= Iolo Goch =

Welsh bard

Iolo Goch (c. 1320 - c. 1398) (meaning Iolo the Red in English) was a medieval Welsh bard who composed poems addressed to Owain Glyndŵr, among others.

== Lineage ==

Iolo was the son of Ithel Goch ap Cynwrig ap Iorwerth Ddu ap Cynwrig Ddewis Herod ap Cywryd and was born in the manor of Lleweni in the Vale of Clwyd where his father rented a small portion of the family's ancient patrimony, possessed a dwelling house and also rented small parcels of land belonging to the manors of Llechryd and Berain, near Denbigh. A local 19th-century source says Iolo lived at a certain "Coed y Pantwn in Llechryd". George Borrow refers to this but mislocates it in the upper Clwyd valley. There is no medieval evidence for the local tradition.

== Patrons ==

He is notable as one of the finest exponents of the metrical form known as the cywydd.
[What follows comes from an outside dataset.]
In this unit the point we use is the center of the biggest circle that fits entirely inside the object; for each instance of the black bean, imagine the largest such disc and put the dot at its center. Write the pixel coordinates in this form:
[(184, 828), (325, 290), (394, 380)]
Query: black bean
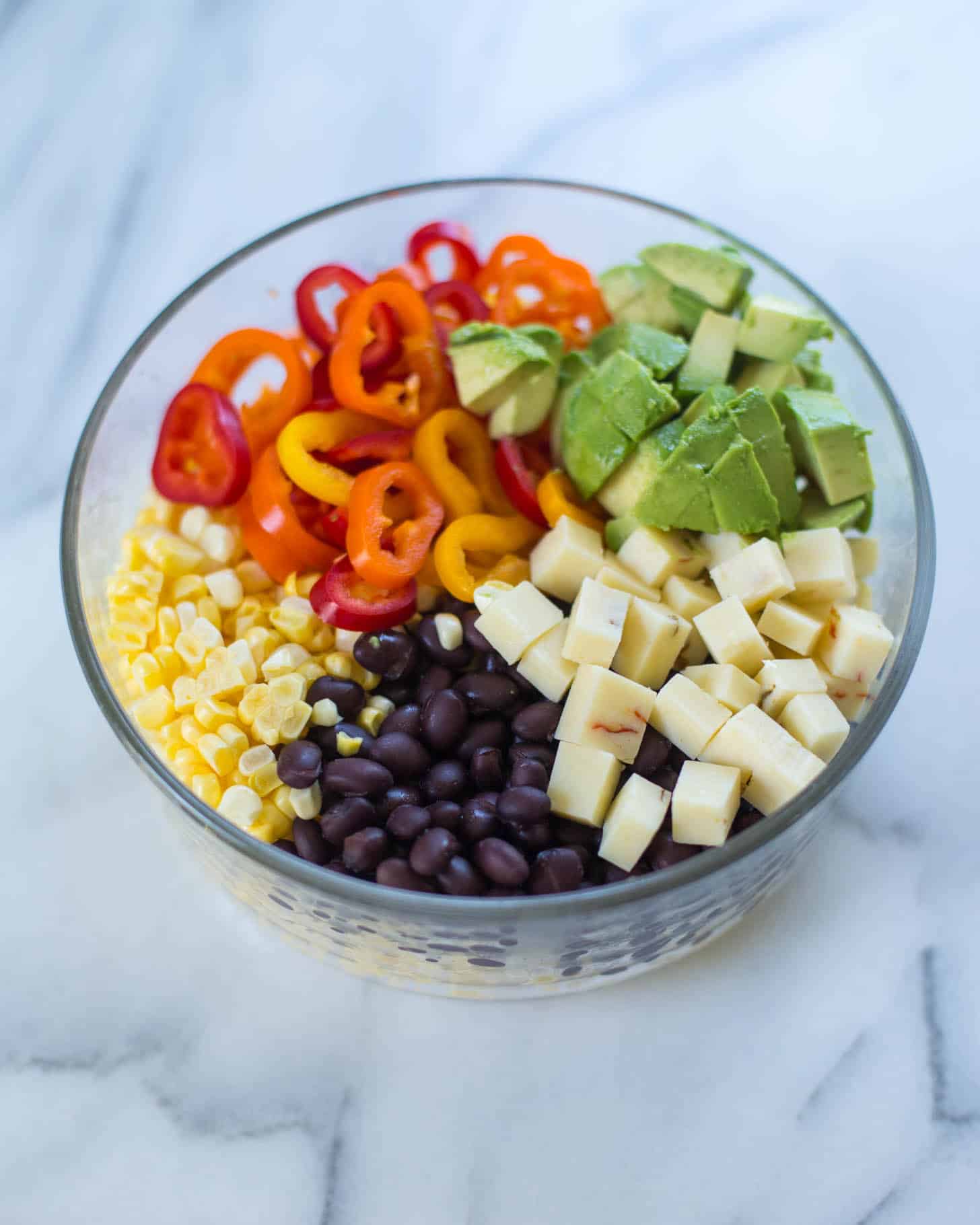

He composed poems to a number of Welsh noblemen, notably to his chief patron Ithel ap Robert, an archdeacon of St Asaph who lived near Caerwys, and also a poem to King Edward III of England, which shows a detailed knowledge of places and battles in England, Ireland and France during this period and possibly written in 1347.

One of his three poems composed for Owain Glyndŵr includes a vivid description of Owain's hall at Sycharth. They were clearly composed before Owain's rebellion. He also composed a notable poem known as Y Llafurwr ("The Labourer").